Gegen die Wand – ein junger Mann (Cahit), der seine Frau verloren hat, der mit seinem Auto „gegen die Wand“ gefahren ist und nun fast lebens- und liebesunfähig den Tag mit Langeweile und Depressionen in einer Klinik füllt; eine junge Frau (Sibel), die gerade einen Suizidversuch überlebt hat und nun, um sich aus dem engstirnig-rituellen Familienkreis abzuseilen, eine Scheinehe mit dem fremden Patienten eingehen will; ein Kulturkreis, der Althergebrachtes für immer verteidigen will; ein antiker Chor, der das Geschehen begleitet, kommentiert und befragt; Tänzer ganz unterschiedlicher Coleur „bebildern“ den Schau-Platz und antworten auf die desaströse Hilflosigkeit der Hauptakteure. Ganzheitstheater für alle Sinne, für alle Grenzverletzungen, für alle menschlichen Konflikte. Sibel wird vergewaltigt, Cahit nimmt Drogen, schlägt – mehr oder weniger aus Zufall – einen Fiesling tot. Das Duo zerstört sich selbst – physisch und psychisch. Der Rest ist Hoffnung. Worauf? Auf ein bisschen seelischen Frieden. Doch die Chancen stehen schlecht. Sibel verlässt Cahit.

Eine so konsequente wie kompakte Handlungsspur, die nur selten die tragische Achse verlässt. Man sieht schon im Ansatz, dass diese Liaison nicht gut gehen kann. Menschen im Zusammenprall der Welten, der Perspektiven, der Ausweglosigkeiten, der Lust am Untergang…

Gregor Horres inszeniert an der Rheinoper ein dichtes Geflecht der Figuren und Positionen. Zwar erreicht ein Theater nicht ganz die filmische „Übersetzung“ des Konfliktstoffes, doch es reicht, um mit dem Thema dank Musik und Darstellung unter die Haut zu gehen. Man sieht zu, wie sich zwei Menschen, die sich doch eigentlich brauchen könnten, bekriegen, wie sie (fast) zugrunde gehen. Das ist so charismatisch wie archaisch.

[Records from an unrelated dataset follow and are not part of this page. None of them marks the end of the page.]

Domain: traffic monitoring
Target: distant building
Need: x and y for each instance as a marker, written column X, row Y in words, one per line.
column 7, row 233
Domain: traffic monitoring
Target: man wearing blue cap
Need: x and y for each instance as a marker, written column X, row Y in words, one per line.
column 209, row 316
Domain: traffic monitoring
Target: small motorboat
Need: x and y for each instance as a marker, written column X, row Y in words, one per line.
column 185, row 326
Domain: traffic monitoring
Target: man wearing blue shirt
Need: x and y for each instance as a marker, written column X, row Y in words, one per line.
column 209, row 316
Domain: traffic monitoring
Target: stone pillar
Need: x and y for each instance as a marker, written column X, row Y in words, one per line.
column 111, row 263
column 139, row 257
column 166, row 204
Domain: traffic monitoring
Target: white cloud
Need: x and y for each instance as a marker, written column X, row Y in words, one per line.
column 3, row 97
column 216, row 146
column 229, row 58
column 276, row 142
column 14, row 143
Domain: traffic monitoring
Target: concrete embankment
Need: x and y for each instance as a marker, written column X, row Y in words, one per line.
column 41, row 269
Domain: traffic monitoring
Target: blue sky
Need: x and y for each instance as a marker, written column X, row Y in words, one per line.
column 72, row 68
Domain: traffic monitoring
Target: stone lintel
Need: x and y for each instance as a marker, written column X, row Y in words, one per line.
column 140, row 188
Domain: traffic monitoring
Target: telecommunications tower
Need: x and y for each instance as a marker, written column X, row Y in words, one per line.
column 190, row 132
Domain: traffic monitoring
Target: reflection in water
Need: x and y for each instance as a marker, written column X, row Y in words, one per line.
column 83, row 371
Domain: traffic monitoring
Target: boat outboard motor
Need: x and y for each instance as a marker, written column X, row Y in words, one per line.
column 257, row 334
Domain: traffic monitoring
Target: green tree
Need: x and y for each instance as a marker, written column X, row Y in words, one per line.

Zwei türkischstämmige Solisten fühlen sich markant in diese Atmosphäre und in diese Charaktere ein. Das gelingt  Günes Gürle (Cahit) noch etwas besser als der zu viel herumstaksenden Sirin Kilic (Sibel). Sie lieben und sie hassen sich im ewigen Geschlechterkampf. In der Gesellschaft (einschließlich Familie) finden sie keinen Halt – im Gegenteil. Groß trumpft der „alte“ Michail Milanov (Vater Yunus) auf. Sarah Ferede (Mutter Güner) hofft als tragische Episodenfigur auf Einsicht. Vergeblich. Auch alle anderen Partien – u.a. mit dem „Hochzeitssänger“ Melih Trepetmez – sind authentisch besetzt, in der Regel aus dem Rheinoper-Personalfundus.

Bühnenbildner Jan Bammes nimmt den Titel beim Wort: Er stellt Wände (mit Projektionen) auf die Bühne – als geistige und moralische, kaum überwindbare Mauern. Über der Szene „schwebt“  das Orchester nebst Dirigent: Die raffinierten, pochenden und klagenden Klänge der ausgezeichneten Duisburger Philharmoniker kommen „von oben“ – als wenn sie himmlische Akzente setzen könnten: Musik gegen die Katastrophe aus Lebensgier und Moderne-Verlust. Das Ganze: packend und wirklichkeitsnah.

Es gab für alle Mitwirkenden und Verantwortlichen Applaus-Stürme. Verdientermaßen. Der Deutschen Oper am Rhein ist ein echter Dramen-Coup (mit deutsch-türkischer Übertitelung) gelungen. Dank Vollmer,  Horres, Solisten und Wen-Pin Chien.